PDF(Pubmed)
Abstract:
BACKGROUND: Rosai-Dorfman disease is a benign lymphatic tissue proliferative disease with slow growth and is rarely observed in the clinic. Most of these patients present clinically with enlarged lymph nodes. In patients with spinal extranodal Rosai-Dorfman disease, which is even rare than the disease of lymph nodes, patients may experience numbness and weakness in the extremities.
METHODS: We report a 32-year-old male patient with multi-segmental spinal Rosai-Dorfman disease. On admission, his left fingers had been numb for 2 months. Over a 2-month period, the limb numbness progressed from the left to the right hand. The patient underwent resection of the lesion and internal fixation of the C2-C7 spine. The postoperative outcomes were satisfied and no recurrence was observed at 1-year follow-up.
CONCLUSIONS: Spinal Rosai-Dorfman disease is a relatively rare tumor of which the pathogenesis is still unclear, and most patients have no specific clinical manifestations. Characteristic imaging findings can indicate this disease, however, a definitive diagnosis still depends on a pathological examination. Currently, total surgical resection of the tumor is a relatively effective and preferred treatment.

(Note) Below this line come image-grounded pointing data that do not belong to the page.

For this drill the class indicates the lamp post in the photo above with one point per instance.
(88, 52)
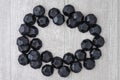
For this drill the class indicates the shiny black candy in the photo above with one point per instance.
(64, 71)
(24, 48)
(23, 60)
(86, 45)
(29, 19)
(59, 19)
(83, 27)
(36, 64)
(98, 41)
(91, 19)
(36, 44)
(68, 10)
(80, 55)
(46, 56)
(76, 67)
(71, 23)
(33, 31)
(77, 16)
(57, 62)
(24, 29)
(68, 58)
(43, 21)
(89, 63)
(53, 12)
(21, 41)
(95, 53)
(39, 11)
(47, 70)
(34, 55)
(95, 30)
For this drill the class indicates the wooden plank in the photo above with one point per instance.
(5, 40)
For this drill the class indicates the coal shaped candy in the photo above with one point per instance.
(98, 41)
(77, 16)
(23, 59)
(39, 11)
(89, 63)
(64, 71)
(33, 31)
(57, 62)
(46, 56)
(68, 58)
(59, 19)
(68, 10)
(86, 44)
(29, 19)
(83, 27)
(95, 53)
(91, 19)
(36, 44)
(43, 21)
(76, 67)
(47, 70)
(80, 55)
(53, 12)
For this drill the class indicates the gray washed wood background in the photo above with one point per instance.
(60, 39)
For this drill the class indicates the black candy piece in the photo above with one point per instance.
(46, 56)
(47, 70)
(95, 30)
(24, 29)
(23, 60)
(76, 67)
(95, 53)
(71, 23)
(29, 19)
(64, 71)
(83, 27)
(86, 44)
(68, 10)
(77, 16)
(53, 12)
(36, 64)
(33, 31)
(68, 58)
(21, 41)
(24, 48)
(89, 63)
(36, 43)
(43, 21)
(57, 62)
(39, 11)
(91, 19)
(80, 55)
(98, 41)
(34, 55)
(59, 19)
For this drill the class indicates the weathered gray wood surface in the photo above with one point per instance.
(60, 39)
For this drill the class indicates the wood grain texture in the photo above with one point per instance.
(60, 39)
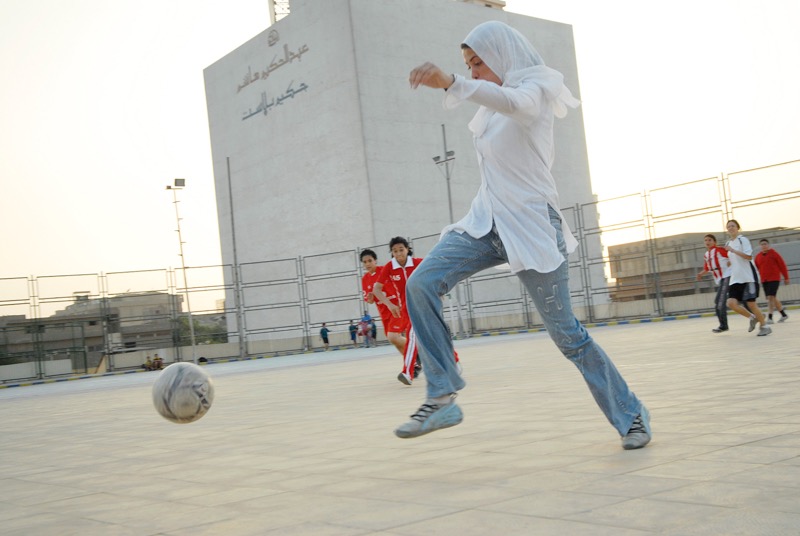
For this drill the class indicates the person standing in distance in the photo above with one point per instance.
(514, 218)
(744, 279)
(717, 264)
(323, 334)
(771, 266)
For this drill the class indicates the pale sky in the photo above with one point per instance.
(102, 104)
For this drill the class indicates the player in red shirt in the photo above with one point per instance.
(771, 266)
(395, 274)
(393, 327)
(719, 266)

METHODS: We report a 32-year-old male patient with multi-segmental spinal Rosai-Dorfman disease. On admission, his left fingers had been numb for 2 months. Over a 2-month period, the limb numbness progressed from the left to the right hand. The patient underwent resection of the lesion and internal fixation of the C2-C7 spine. The postoperative outcomes were satisfied and no recurrence was observed at 1-year follow-up.
CONCLUSIONS: Spinal Rosai-Dorfman disease is a relatively rare tumor of which the pathogenesis is still unclear, and most patients have no specific clinical manifestations. Characteristic imaging findings can indicate this disease, however, a definitive diagnosis still depends on a pathological examination. Currently, total surgical resection of the tumor is a relatively effective and preferred treatment.
摘要:
背景:Rosai-Dorfman病是一种生长缓慢的良性淋巴组织增殖性疾病,在临床上很少观察到。这些患者中的大多数在临床上表现为淋巴结肿大。在脊柱结外Rosai-Dorfman病患者中,这甚至比淋巴结疾病更罕见,患者可能会出现四肢麻木和虚弱。
方法:我们报告了一名32岁男性多节段脊柱Rosai-Dorfman病患者。一入场,他的左手手指已经麻木了两个月。在两个月的时间里,肢体麻木从左手发展到右手。患者接受了C2-C7脊柱的病变切除和内固定。术后疗效满意,随访1年无复发。
结论:脊柱Rosai-Dorfman病是一种相对罕见的肿瘤,其发病机制尚不清楚。大多数患者没有特异性的临床表现。特征性影像学表现可以提示这种疾病,然而,明确的诊断仍然取决于病理检查。目前,手术切除肿瘤是一种相对有效的首选治疗方法。
方法:我们报告了一名32岁男性多节段脊柱Rosai-Dorfman病患者。一入场,他的左手手指已经麻木了两个月。在两个月的时间里,肢体麻木从左手发展到右手。患者接受了C2-C7脊柱的病变切除和内固定。术后疗效满意,随访1年无复发。
结论:脊柱Rosai-Dorfman病是一种相对罕见的肿瘤,其发病机制尚不清楚。大多数患者没有特异性的临床表现。特征性影像学表现可以提示这种疾病,然而,明确的诊断仍然取决于病理检查。目前,手术切除肿瘤是一种相对有效的首选治疗方法。